如果内容侵权的话,联系我,我会立马删了的~因为参考的太多了,如果一一联系再等回复,战线太长了~~蟹蟹给我贡献技术源泉的作者们~
最近准备从理论和实验两个方面学习深度学习,所以,前面装好了Theano环境,后来知乎上看到这个回答,就调研了一下各个深度学习框架,我没有看源码,调研也不是很深入,仅仅是为了选择深度学习框架做的一个大概了解~
1. 如何选择深度学习框架?
参考资料如下:
1. https://github.com/zer0n/deepframeworks/blob/master/README.md
2. http://blog.csdn.net/qiexingqieying/article/details/51734347
3. https://www.zhihu.com/question/41907061
4. http://www.open-open.com/news/view/1069a70
5. http://www.kuqin.com/shuoit/20151124/349098.html
博客2总结如下:
库名称 | 开发语言 | 速度 | 灵活性 | 文档 | 适合模型 | 平台 | 上手 |
Caffe | c++/cuda | 快 | 一般 | 全面 | CNN | 所有系统 | 中等 |
TensorFlow | c++/cuda/python | 中等 | 好 | 中等 | CNN/RNN | LinuxOSX | 难 |
MXNet | c++/cuda | 快 | 好 | 全面 | CNN | 所有系统 | 中等 |
Torch | c/lua/cuda | 快 | 好 | 全面 | CNN/RNN | LinuxOSX | 中等 |
Theano | python/c++/cuda | 中等 | 好 | 中等 | CNN/RNN | LinuxOSX | 易 |
(1)Caffe
(2)TensorFlow
(3)MXNet
1.Extract AlexNet or VGG features?
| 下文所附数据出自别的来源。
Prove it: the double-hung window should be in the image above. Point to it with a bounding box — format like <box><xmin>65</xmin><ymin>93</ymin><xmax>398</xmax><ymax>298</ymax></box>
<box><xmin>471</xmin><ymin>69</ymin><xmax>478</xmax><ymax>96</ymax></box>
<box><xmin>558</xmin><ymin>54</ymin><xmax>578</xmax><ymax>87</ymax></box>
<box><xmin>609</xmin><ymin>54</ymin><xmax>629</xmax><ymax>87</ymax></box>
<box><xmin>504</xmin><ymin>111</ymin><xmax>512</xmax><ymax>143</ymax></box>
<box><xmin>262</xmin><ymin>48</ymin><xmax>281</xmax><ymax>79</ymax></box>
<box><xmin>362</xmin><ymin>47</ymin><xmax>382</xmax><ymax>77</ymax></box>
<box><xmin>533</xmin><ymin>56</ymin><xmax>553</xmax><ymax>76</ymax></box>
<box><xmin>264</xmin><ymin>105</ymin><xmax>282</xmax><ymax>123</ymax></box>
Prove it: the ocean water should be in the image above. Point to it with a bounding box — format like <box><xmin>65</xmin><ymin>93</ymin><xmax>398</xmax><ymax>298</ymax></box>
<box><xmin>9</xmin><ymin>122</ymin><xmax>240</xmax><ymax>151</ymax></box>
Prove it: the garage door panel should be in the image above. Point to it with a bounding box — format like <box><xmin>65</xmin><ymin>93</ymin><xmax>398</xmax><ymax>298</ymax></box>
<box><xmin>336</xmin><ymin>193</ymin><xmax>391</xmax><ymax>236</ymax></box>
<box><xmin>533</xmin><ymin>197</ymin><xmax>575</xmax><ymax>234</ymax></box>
Use Caffe
2.Fine tune AlexNet for new classes? Use Caffe
3.Image caption with finetuning?
-> Need pretrained models (Caffe, Torch, Lasagne)
-> Need RNNs (Torch or Lasagne)
-> Use Torch or Lasagna
-> Need pretrained model (Caffe, Torch, Lasagna)
-> Need funny loss function
-> If loss function exists in Caffe: Use Caffe
-> If you want to write your own loss: Use Torch
5.Object Detection?
-> Need pretrained model (Torch, Caffe, Lasagne)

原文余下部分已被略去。